To confront this challenge we must study our own political
tradition. In this the Bible particularly and halakhic sources
secondarily play a major role. This is not a call for Scripture
to be quoted as proof test as is often the case in theological
discussions of these questions. Rather it is a call for searching
the sources more broadly for political teachings by examining its
case studies of situations and responses to them. Abraham, Joseph
and his brothers, Moses, Joshua, Jeptha, and Samuel provide us
with hard teachings about the relationship between morality and
power.
What can we conclude from all this? There should be a clear
agreement that nations and all but fundamentally immoral states
have the right to survive and the obligation to protect the lives
and security of their members or citizens. In doing so they may
use appropriate methods which in themselves would not be
considered moral from an absolute perspective, such as deceit and
force, provided that they are used in context with appropriate
humility and subject to the limitations of certain absolute
parameters. It is generally understood that, given human flaws,
mistakes will be made and excesses committed, some of which
should be punished if found to be deliberate, but always with an
understanding of the circumstances involved.
There should be further agreement that however high the
obligation of leaders of states to act to protect the lives of
their citizens and those under their protection, they must also
consider the lives and legitimate concerns of those whom they are
confronting.

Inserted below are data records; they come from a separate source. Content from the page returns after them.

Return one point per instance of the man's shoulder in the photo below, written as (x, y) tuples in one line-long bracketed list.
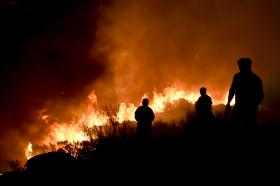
[(255, 76), (237, 75)]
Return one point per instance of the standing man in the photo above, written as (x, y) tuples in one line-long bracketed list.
[(144, 116), (203, 107), (248, 91)]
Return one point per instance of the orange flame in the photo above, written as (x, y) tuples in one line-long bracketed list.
[(72, 131)]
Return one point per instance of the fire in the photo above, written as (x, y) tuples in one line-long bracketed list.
[(72, 131), (29, 151)]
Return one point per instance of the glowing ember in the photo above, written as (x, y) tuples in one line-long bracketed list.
[(29, 151), (72, 131)]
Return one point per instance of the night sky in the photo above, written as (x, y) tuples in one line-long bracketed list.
[(44, 55), (61, 49)]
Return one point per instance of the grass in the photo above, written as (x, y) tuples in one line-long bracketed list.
[(182, 144)]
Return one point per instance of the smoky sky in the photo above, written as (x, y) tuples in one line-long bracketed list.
[(53, 50), (150, 44)]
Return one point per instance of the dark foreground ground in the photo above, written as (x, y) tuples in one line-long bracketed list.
[(215, 151)]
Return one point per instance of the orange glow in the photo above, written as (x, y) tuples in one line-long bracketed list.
[(29, 151), (72, 132)]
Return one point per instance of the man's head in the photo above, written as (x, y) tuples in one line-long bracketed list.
[(203, 91), (244, 65), (145, 102)]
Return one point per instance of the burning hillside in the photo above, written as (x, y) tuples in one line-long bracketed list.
[(60, 132)]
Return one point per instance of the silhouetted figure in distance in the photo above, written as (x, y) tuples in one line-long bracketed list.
[(248, 91), (203, 107), (144, 116)]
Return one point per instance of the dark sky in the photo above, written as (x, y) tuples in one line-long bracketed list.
[(44, 53), (59, 49)]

Moreover, since in this imperfect world individuals
may have to pay a more drastic price than do their nations or
states, as for example when an individual sacrifices his life in
a war to preserve his nation which, while paying a price,
survives as a collectivity, that is part of the tragedy of human
existence. It calls for reciprocal concern on the part of the
national or state leadership to try to safeguard the members of
the body politic.
The moral issues posed by Israel's situation are among the
most difficult that humans confront in our time since they
involve conflicting rights as well as interests and the problem
of a people who were committed for nearly 4,000 years to
maintaining the highest of moral standards, even when exercising
political power. No conference, nor for that matter, no
philosopher can be expected to resolve these problems. What is
necessary, however, is to seriously consider them on the highest
plane but with an eye to the most practical application of the
results of that inquiry, without abandoning either the exercise
of political power or the pursuit of justice.